CYBER: State-sponsored hackers target US utilities in July cyber attack
By: Iain Fraser 
City of London Newsroom

A sustained series of phishing attacks have been targeting U.S. companies specifically, the utilities sector in an effort to infect systems with a new remote access Trojan [RAT] according US Cyber Security company Proofpoint

On Thursday, Proofpoint researchers issued a statement confirming that between July 19 and July 25, "spear-phishing" emails impersonating an engineering licensing board [the US National Council of Examiners for Engineering and Surveying] were sent to three US companies all instrumental in "providing utility services to the public."

The emails all had Word documents attached, that contained malicious macros designed to deploy and execute LookBack, a new RAT that uses a proxy mechanism for command and control communication.

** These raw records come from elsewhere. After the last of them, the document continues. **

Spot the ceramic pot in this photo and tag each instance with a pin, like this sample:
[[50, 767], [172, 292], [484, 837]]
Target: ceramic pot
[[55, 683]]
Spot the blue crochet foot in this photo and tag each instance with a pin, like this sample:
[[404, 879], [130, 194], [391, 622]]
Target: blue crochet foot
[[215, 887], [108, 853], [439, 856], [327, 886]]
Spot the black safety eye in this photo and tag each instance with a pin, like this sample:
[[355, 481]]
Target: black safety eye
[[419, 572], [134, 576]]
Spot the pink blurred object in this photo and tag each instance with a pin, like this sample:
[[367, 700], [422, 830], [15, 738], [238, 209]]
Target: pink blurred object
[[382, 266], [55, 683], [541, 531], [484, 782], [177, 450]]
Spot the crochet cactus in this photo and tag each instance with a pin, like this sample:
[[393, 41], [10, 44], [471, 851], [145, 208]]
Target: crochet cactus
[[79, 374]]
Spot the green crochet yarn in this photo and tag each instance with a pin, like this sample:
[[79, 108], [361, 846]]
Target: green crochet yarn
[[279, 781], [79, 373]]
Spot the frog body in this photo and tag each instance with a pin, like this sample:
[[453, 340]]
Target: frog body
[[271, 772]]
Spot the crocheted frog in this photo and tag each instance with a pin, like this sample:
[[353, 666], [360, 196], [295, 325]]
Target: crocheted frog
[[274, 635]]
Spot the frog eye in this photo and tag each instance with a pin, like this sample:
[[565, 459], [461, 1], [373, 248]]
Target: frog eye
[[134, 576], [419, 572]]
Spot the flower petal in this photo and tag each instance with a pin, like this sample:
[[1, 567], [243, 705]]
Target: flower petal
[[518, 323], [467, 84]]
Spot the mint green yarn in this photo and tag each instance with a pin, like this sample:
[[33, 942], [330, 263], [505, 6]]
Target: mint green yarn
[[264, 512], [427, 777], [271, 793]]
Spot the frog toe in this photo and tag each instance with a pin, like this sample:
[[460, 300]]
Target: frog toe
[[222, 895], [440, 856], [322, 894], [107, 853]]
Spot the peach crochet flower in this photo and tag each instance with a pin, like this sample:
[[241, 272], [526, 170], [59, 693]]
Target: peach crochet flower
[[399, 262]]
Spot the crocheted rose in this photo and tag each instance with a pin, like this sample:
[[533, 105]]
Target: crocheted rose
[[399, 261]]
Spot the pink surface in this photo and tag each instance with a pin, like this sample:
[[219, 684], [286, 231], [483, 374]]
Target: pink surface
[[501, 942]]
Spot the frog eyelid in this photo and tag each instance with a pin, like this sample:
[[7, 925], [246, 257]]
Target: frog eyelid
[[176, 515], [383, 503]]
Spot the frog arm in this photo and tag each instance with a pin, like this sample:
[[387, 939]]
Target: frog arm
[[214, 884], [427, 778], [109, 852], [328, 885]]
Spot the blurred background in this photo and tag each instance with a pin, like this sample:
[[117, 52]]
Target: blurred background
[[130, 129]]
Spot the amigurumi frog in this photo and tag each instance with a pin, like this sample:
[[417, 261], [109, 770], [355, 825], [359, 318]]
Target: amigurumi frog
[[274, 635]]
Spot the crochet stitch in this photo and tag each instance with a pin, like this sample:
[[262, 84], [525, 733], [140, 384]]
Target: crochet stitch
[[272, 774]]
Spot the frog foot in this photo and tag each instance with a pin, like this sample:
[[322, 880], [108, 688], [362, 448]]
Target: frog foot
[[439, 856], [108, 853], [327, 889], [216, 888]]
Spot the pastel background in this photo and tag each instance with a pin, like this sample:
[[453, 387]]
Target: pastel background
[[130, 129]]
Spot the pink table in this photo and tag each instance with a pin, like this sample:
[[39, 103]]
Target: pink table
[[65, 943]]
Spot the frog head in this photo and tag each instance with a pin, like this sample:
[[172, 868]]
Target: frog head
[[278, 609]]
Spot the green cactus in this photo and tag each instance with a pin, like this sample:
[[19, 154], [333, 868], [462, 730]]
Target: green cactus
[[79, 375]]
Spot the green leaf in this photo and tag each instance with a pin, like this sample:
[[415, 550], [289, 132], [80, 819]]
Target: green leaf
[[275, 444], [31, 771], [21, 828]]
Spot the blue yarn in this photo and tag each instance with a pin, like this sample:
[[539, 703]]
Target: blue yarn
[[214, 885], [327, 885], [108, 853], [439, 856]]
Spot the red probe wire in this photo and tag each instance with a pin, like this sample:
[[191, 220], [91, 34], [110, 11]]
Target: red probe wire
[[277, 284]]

The attacks, Proofpoint says, are likely to be the work of a "state-sponsored threat actor" particularly given the utilised macros and overlaps with previously observed campaigns attributed to Chinese cyber-espionage group APT10. However, LookBack hasn’t been attributed to a specific adversary yet.

The Word document attached to the phishing emails contains a VBA macro that drops three different Privacy Enhanced Mail (PEM) files when executed. A version of certutil.exe is also dropped, to decode the PEM files, after which these files are restored to their proper extensions.

The RAT is written in C++ and relies on a proxy to relay data to the C&C. The malware can enumerate services running on the machine, view process/system/file data, delete files, execute commands, take screenshots, use the mouse, reboot the machine, and remove itself from the infected host.

A version of the legitimate libcurl.dll library, the malware loader contains a modified exported function to extract a resource within the library, decrypt data from it, and load the resulting DLL to execute a malicious function. During the infection phase, the malicious macro installing the malware sets up a Registry Run key to achieve persistence for libcurl.dll. 

Although there are clear similarities to the APT10 assaults on Japanese corporations in 2018, “the LookBack malware has not previously been associated with a known APT actor and that no additional infrastructure or code overlaps were identified to suggest an attribution to a specific adversary.